作曲家の日記です。ちなみに、野村誠のホームページは、こちらhttp://www.makotonomura.net/

人の相談に応じながら、なんとなく言ったことのメモ

人の相談に応じながら、なんとなく自分が言ったことのメモ。これは、ぼくが自分自身に向けて言っていることでもある。

この作品は失敗だ、このコンサートは失敗だ、このワークショップは失敗だ、と「失敗」と括ってしまうと、それで終わってしまう。でも、どんなことにも、良い(と思える)ところと悪い(と思える)ところがあるはずだ。それを思い返して、良いところは次につなげ、悪いところには修正を加える。そうやって、次の作品、次のコンサート、次のワークショップにつなげていく。

視野が狭くなったり、作品が小さくまとまっていると、もっと色々勉強した方がいいなじゃないかな、と思う。ここでいう勉強というのは、誰かのやり方を習得することではない。色んな人のやり方を知れば知るほど、自分と似ているところ、自分と違うところがはっきりしてくる。そうやって自分のスタイルを明確にするための鏡として、色んな作品を見ることに意味がある。

一体どうなっちゃうんだろう、と不安なことこそ、自分にとって未知の領域、面白い領域のはずだ。だから、踏み込むべきだと思う。でも、未知の領域に踏み込むときは、不安を抱えながら、細心の注意を払いながら、でも、大胆に進む。

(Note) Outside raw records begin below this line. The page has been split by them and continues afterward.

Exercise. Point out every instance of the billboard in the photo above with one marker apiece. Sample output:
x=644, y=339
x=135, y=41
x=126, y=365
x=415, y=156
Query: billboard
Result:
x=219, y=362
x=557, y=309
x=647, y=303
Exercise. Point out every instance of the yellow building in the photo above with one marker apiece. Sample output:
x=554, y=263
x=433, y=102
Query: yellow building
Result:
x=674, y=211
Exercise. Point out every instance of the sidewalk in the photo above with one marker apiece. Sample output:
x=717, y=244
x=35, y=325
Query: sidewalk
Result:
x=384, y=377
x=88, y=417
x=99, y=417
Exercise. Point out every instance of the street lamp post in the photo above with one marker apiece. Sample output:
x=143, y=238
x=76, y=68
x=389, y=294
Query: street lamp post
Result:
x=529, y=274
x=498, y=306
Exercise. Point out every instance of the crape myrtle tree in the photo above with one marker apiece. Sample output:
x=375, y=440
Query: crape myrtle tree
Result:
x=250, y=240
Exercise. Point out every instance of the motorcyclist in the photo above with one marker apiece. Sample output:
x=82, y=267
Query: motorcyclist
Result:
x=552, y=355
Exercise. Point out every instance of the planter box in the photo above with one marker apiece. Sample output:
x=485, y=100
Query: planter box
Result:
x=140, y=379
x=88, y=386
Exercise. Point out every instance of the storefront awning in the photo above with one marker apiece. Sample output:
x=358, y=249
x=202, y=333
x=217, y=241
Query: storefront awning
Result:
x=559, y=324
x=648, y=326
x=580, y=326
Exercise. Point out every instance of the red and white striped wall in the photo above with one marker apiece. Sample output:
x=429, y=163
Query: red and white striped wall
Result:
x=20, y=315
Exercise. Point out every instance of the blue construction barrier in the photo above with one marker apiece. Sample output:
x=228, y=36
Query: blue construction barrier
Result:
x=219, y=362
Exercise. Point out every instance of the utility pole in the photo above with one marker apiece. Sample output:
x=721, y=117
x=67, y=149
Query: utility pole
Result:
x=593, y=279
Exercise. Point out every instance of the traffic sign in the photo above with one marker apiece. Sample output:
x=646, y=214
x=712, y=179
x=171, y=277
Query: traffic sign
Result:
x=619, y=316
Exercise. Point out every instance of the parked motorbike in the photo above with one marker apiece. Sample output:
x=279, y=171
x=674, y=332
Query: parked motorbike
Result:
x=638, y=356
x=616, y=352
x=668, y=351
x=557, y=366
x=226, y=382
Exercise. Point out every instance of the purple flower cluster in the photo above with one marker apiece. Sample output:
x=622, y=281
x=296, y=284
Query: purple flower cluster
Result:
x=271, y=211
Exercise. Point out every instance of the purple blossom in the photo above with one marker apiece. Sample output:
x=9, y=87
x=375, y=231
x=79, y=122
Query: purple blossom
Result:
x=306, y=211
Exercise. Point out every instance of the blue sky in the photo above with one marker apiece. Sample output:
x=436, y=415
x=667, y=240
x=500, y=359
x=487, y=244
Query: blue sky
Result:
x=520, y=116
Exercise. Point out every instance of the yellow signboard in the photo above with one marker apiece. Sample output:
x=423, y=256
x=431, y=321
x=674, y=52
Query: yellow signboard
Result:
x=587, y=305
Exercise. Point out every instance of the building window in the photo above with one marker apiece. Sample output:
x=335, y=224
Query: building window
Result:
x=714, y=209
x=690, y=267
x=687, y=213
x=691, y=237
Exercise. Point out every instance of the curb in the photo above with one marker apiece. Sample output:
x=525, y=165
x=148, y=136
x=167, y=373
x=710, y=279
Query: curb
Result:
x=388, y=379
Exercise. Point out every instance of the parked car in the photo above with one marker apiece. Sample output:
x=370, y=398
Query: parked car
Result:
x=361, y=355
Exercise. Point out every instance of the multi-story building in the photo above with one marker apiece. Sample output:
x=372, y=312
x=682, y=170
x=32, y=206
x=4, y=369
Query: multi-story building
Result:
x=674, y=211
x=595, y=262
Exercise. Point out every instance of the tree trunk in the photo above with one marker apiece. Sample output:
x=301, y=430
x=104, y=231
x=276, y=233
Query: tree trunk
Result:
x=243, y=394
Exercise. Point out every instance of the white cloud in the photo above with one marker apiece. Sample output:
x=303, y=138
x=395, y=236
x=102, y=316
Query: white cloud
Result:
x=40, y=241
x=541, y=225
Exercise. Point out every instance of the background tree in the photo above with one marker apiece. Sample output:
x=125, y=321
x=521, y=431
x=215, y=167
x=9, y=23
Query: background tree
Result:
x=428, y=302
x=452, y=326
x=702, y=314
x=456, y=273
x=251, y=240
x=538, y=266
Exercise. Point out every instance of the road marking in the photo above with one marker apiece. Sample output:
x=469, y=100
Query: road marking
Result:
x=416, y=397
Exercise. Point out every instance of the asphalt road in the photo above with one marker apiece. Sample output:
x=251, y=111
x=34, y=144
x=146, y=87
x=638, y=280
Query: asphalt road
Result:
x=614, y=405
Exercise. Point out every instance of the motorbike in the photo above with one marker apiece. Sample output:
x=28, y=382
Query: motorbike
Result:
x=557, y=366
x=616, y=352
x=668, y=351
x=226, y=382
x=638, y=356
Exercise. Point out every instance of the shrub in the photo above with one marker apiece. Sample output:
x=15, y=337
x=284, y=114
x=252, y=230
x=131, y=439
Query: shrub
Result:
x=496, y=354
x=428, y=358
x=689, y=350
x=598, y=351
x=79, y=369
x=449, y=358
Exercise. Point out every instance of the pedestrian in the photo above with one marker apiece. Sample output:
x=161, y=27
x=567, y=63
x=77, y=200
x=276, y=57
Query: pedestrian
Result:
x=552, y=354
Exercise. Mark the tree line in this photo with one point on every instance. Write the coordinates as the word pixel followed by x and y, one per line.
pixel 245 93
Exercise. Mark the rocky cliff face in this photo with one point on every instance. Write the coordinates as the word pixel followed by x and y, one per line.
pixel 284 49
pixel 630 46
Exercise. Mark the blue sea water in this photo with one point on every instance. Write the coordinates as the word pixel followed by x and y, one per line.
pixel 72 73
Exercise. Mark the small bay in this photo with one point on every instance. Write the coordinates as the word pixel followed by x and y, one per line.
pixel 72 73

背伸びをしたところで、今の自分の等身大から辿り着ける範囲には限界がある。でも、自分がもっともっとやりたい気持ちがある。現実と理想のギャップ。理想に近づいていくには、現実に向き合って、自分の現在の実力を知りつつ、自分の可能性に期待しつつ、どんどん実践をやり続けていくことだと思う。ぼくは、自分が作曲が下手だ、と感じながら、でも、作りたい音楽のイメージがあるから、今の自分にできる最大限で作品を作る。自分の下手さにあきれながら、でも、現時点で最大限に背伸びできたことにも納得しながら、でも、さらにその先をやりたいから、ずっとずっと作品を作り続ける。